Trust in Me
Saturday, February 09, 2013This is an old post. I didn't publish it way back when, because the situation was still very charged, and I didn't want to make it all about that one specific interaction. But, we've moved on now and I think there are some general points here worth sharing and discussing. So here it is.
A few interactions in one of the weekly games I'm in has highlighted some issues of trust in roleplaying so I figured I'd say a few words on the subject.
"As the GM, I describe the failure."
"Right. But you can't just say anything, right? It has to suit the character and not violate the player's vision, and it has to make sense with what has come before and..."
"Uh, that's not what the rule says. It says the GM describes the failure. Here's the actual text: 'Every so often, you’re going to lose control of your character for a moment. When you attempt to do something and fail your test, the GM gets to take over and describe something that went wrong. He can tell everyone about something you did that was misguided or even bad. Or, he can describe an unforeseen effect that your actions caused. He gets to stick it to you for a moment.'"
"Well, sure, that's what the book says, but you still have to make sure it's okay with the player and doesn't mess up their idea of the character..."
And that's when I realized that the player -- on some deep level -- just didn't trust me, as GM, to "do it right" when it came time to take control of their character on a failure. And not just their own character, but any PC.
And it turns out that the trust issue encompasses not just PC agency, but "the story" as well. Here's another exchange between two players:
"Yeah, I could have my character really go down this dark path..."
"But that's not great for the story, though. It's one dimensional to have a character that just spirals down like that."
"Yeah, well, that's where I see this going."

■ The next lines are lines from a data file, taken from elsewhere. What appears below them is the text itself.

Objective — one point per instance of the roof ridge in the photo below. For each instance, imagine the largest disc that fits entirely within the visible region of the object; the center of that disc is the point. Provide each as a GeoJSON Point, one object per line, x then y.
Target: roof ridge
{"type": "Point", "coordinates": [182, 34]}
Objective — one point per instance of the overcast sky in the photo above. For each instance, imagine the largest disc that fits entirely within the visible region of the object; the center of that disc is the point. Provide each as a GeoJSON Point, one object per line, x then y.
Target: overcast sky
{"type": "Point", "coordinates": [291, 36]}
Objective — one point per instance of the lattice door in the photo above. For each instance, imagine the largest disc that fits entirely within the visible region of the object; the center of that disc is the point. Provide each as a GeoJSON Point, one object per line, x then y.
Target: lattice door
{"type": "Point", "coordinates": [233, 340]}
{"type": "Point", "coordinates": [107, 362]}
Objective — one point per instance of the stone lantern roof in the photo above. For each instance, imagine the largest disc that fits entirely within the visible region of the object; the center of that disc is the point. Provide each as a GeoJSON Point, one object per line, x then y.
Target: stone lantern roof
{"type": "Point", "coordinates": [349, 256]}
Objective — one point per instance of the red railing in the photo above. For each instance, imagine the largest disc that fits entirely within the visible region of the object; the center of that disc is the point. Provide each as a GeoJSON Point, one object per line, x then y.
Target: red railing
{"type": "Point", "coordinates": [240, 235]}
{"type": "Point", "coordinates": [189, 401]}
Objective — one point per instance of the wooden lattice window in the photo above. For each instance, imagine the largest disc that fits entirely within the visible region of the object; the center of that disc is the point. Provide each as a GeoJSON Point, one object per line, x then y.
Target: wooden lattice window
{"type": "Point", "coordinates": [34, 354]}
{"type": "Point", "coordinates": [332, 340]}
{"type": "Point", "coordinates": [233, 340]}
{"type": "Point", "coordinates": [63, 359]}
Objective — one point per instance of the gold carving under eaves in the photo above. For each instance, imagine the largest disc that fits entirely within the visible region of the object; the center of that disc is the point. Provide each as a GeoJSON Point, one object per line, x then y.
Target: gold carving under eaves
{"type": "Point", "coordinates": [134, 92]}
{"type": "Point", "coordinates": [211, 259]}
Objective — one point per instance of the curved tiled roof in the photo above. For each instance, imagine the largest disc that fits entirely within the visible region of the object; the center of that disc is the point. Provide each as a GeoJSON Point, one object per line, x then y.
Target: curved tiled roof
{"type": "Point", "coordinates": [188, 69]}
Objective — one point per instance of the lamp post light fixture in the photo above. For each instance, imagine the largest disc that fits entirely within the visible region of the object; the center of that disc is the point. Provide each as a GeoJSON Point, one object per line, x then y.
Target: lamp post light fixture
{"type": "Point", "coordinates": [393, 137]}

"I know, but it makes a weaker story that way. One-dimensional characters are boring..."
Again, the trust just isn't there. The PC going down this dark path is "doing the story wrong" (as if that was possible) or at the very least, making the story somehow worse. The objecting player has certain standards that must be honored, or his enjoyment of the game will suffer -- which is perfectly normal, of course -- but he doesn't trust the rest of us not to mess it all up for him.
As a result, we often end up debating the merits of player decisions, story points, NPC behaviors, and rules applications whenever any of them begin to diverge from the standards and preferences of this player. He's worried that we're going to weaken the story, make a critical error, do something that doesn't "make sense," or otherwise disrupt the fictional space inside his head. On some level, He just doesn't trust us to get it right.
When the trust is there, there's no need for lots of front-loaded debate and discussion before establishing the action. A fellow player does something that seems odd or the story takes a bizarre turn or a rule is applied in an unexpected way and it's okay. If you trust everyone sitting around the table, you can take a wait-and-see approach. Maybe it seems a little odd or unexpected now, but you trust that it will all work out. You give the benefit of the doubt.
When the trust is there, everyone is free to play hard, be bold, and put their stamp on the game. Their vision might be different from your vision, and that's okay. Playing with trust means coming to the table excited to hear what the other players are going to say -- whatever it may be. That's why we play these games with particular people, right? That's why we stay in groups with creative, interesting, engaging players and leave the groups that don't click for us.
Sure, sometimes you need to be firm and hold your ground. Sometimes you fight for your specific vision of the game. But when it comes from a place of trust, you're fighting with your respected peers. You're advocating for your ideas, not shooting theirs down. When it's not based in trust, you're trying to shepherd the other players -- steer them, guide them, show them the right way. You're fighting to protect yourself from their "bad ideas."
I'll say that again: You're fighting to protect yourself from the so-called bad ideas of your fellow players. If you're in this place, it's time to reassess. Do you really want to be playing with these people? Maybe play with people you trust more. Do you really want to trust this group, but find it hard to? Maybe press on and try to release the iron grip of control.
Also, consider this question: What did these people do to lose your trust? Often, the answer is "nothing." The lack of trust may be coming from past experiences or other issues. Try to give your fellow players the benefit of the doubt. Relax, and fly casual. The thing that seems so wrong or strange to you right now may turn out to be really cool if you allow your fellow players to take risks and be spontaneous.